Jack Abramoff. Tax-evading, bribing, conspiring Jack Abramoff. Oh, sweet Jack Abramoff. Facing up to eleven years in prison, Abramoff said during his guilty plea that hopefully “I can merit forgiveness from the Almighty….” How fitting he invoked Divinity. An Orthodox Jewish lobbyist with conservative Christian political ties and ungodly greed, Abramoff could become the fallen angel who cleanses Congress. Already-indicted former House Majority Leader Tom Delay looks to be sunk, while the Wall Street Journal reported Abramoff claimed to have information “that could implicate 60 lawmakers.”

I’m a liberal, but I’m more significantly an American who wants to see things done the right way. I won’t condemn the other party and then make excuses when my side is accused. I want a full investigation of every legislator or aide who took Abramoff’s largesse, followed by appropriate resignations, indictments, trials, and jail time, regardless of whether Republican or Democrat.

For Mom…
While exchanging e-mails with my mother, she expressed concern over my political ramblings. She’s sure my essays, combined with frequent transatlantic travel, have drawn the electronic eyes of some shadowy government agency.

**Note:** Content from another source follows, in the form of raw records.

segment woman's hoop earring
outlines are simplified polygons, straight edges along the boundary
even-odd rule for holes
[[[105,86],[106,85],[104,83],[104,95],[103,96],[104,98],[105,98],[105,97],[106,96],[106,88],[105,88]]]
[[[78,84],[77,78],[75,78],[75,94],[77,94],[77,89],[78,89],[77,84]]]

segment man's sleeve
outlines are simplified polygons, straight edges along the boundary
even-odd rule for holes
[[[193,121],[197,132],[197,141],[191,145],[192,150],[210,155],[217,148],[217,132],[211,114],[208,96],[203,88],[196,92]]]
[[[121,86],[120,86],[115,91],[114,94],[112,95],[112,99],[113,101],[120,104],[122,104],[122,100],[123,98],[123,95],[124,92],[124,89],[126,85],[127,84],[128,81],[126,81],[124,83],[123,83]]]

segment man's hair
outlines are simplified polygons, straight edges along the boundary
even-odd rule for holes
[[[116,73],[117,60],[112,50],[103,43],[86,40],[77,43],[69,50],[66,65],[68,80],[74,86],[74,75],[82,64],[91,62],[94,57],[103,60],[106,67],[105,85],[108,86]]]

It’s understandable; moms worry about their children at any age. She’s also a Republican, but in the Olympia Snowe and Susan Collins vein rather than the George Bush and Dick “Off with Their Heads” Cheney sort of way. (That characterization of the veep is exactly the stuff she’d like me to stop writing.)

But as I told her, the possibility I’m on a watch list is all the more reason to keep writing. Quoting from my message, “The American Constitution gives me the right to say these things, and I’m showing the bastards that I’m not afraid to exercise that right and say what I think even in the face of intimidation tactics. I’ve done nothing illegal—while they’ve done plenty that’s at the very least bordering on illegality—so I’ll speak my mind no matter who’s listening or watching. Of that, you should be proud because I wouldn’t be this way if you hadn’t taught me to speak up and be honest.”

They may or may not be monitoring me, but I’m certainly keeping an eye on them from my Scottish lighthouse.